On 17/01/2011 02:20, Stan Hoeppner wrote:
Ed W put forth on 1/16/2011 4:11 PM:
Using XFS with delayed logging mount option (requires kernel 2.6.36 or later).
XFS has natively used delayed allocation for quite some time, coalescing multiple pending writes before pushing them into the buffer cache. This not only decreases physical IOPS, but it also decreases filesystem fragmentation by packing more files into each extent. Decreased fragmentation means fewer disk seeks required per file read, which also decreases physical IOPS. This also greatly reduces the wasted space typical of small file storage. Works very well with maildir, but also with the other mail storage formats. What happens if you pull out the wrong cable in the rack, kernel lockup/oops, power failure, hot swap disk pulled, or something else which causes an unexpected loss of a few seconds of written data? Read the XFS FAQ. These questions have been answered hundreds of times since XFS was released in Irix in 1994. I'm not your personal XFS tutor.
Why the hostile reply?
The question was deeper than your response?

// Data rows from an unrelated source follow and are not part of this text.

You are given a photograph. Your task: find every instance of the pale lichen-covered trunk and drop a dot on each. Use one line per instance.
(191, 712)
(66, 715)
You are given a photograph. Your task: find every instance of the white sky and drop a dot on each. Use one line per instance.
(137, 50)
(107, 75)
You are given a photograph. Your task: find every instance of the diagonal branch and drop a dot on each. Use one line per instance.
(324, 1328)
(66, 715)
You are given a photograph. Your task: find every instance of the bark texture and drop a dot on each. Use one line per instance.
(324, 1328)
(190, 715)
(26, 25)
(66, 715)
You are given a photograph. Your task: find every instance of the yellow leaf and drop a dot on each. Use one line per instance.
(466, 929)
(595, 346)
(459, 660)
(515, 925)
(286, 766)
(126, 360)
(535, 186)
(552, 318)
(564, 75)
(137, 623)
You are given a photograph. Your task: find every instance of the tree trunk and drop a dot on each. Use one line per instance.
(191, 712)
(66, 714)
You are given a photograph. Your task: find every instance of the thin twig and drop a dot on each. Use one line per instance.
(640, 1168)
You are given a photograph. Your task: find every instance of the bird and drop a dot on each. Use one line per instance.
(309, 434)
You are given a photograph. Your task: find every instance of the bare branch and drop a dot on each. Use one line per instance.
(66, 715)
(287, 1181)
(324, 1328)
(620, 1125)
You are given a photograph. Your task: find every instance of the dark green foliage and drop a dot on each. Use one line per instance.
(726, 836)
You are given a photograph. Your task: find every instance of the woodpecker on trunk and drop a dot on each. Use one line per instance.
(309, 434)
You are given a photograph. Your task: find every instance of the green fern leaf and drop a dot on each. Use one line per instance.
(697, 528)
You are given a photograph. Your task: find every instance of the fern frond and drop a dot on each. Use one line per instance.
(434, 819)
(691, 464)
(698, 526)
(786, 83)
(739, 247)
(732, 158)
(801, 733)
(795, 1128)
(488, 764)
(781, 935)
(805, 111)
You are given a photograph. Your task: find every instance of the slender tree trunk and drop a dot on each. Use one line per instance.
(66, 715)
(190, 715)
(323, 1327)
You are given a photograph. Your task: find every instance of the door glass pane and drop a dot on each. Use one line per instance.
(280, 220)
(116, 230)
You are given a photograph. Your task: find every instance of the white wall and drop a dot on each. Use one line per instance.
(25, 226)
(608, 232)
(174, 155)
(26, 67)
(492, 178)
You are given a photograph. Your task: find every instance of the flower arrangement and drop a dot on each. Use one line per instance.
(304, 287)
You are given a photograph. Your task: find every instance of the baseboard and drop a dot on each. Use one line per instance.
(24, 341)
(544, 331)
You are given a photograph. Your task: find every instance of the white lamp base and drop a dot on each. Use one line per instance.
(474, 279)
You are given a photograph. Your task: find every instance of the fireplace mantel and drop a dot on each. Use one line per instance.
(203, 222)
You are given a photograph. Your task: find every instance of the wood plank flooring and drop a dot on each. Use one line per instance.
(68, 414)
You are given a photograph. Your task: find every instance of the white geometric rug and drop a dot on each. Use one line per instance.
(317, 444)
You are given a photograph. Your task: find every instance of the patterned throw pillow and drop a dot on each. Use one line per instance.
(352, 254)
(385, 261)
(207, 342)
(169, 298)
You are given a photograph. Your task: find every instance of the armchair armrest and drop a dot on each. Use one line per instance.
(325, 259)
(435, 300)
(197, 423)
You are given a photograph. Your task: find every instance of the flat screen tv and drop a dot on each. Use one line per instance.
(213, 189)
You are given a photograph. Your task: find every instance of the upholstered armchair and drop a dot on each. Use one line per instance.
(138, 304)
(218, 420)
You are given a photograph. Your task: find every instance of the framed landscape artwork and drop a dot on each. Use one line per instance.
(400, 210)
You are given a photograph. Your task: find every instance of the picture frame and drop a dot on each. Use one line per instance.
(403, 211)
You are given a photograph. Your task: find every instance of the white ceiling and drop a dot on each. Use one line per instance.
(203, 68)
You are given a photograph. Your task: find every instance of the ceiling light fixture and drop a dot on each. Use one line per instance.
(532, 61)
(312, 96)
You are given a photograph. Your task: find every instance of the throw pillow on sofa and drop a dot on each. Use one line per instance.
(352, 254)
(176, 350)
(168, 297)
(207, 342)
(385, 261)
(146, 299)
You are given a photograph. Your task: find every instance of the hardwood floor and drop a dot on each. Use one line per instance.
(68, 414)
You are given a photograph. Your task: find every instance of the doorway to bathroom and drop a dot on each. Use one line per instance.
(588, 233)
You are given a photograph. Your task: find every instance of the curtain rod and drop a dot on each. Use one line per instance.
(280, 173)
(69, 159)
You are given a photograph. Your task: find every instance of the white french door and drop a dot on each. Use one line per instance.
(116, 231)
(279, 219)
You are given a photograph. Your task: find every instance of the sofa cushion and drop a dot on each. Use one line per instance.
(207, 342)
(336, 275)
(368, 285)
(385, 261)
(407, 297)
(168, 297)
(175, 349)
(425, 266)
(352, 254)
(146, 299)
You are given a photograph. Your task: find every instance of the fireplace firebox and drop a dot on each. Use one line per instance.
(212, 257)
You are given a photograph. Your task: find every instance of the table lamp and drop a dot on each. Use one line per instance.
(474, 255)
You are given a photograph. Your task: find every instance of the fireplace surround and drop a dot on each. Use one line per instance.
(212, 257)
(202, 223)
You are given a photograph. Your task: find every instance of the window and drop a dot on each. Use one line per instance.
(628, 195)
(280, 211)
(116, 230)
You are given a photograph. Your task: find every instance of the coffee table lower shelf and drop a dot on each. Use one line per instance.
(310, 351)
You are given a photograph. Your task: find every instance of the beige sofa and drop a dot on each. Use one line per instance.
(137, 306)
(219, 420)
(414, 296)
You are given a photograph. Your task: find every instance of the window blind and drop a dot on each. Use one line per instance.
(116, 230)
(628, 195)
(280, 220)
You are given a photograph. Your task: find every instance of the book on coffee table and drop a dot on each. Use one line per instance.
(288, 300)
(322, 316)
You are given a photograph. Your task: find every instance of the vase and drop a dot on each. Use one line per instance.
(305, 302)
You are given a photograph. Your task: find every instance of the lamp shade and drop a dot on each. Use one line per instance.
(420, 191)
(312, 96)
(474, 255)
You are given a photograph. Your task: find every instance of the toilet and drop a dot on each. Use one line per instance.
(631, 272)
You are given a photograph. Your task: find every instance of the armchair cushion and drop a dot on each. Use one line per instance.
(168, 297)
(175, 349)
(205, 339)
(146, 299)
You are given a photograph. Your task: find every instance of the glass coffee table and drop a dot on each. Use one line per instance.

Surely your IOPs are hard limited by the number of fsyncs (and size of any battery backed ram)? Depends on how your applications are written and how often they call fsync. Do you mean BBWC? WRT delayed logging BBWC is mostly irrelevant. Keep in mind that for delayed logging to have a lot of metadata writes in memory someone, or many someones, must be doing something like an 'rm -rf' or equivalent on a large dir with many thousands of files. Even in this case, the processing is _very_ fast.
You have completely missed my point.
Your data isn't safe until it hits the disk. There are plenty of ways to spool data to ram rather than committing it, but they are all vulnerable to data loss until the data is written to disk.
You wrote: "filesystem metadata write operations are pushed almost entirely into RAM", but if the application requests an fsync then you still have to write it to disk? As such you are again limited by disk IO, which itself is limited by the performance of the device (and temporarily accelerated by any persistent write cache). Hence my point that your IOPs are generally limited by the number of fsyncs and any persistent write cache?
As I write this email I'm struggling with getting a server running again that has just been rudely powered down due to a UPS failing (power was fine, UPS failed...). This isn't such a rare event (IMHO) and hence I think we do need to assume that at some point every machine will suffer a rude and unexpected event which looses all in progress write cache. I have no complaints at XFS in general, but I think it's important that filesystem designers in general have give some thought to this event and recovering from it?
Please try not to be so hostile in your email construction - we aren't all idiots here, and even if we were, your writing style is not conducive to us wanting to learn from your apparent wealth of experience?
Regards
Ed W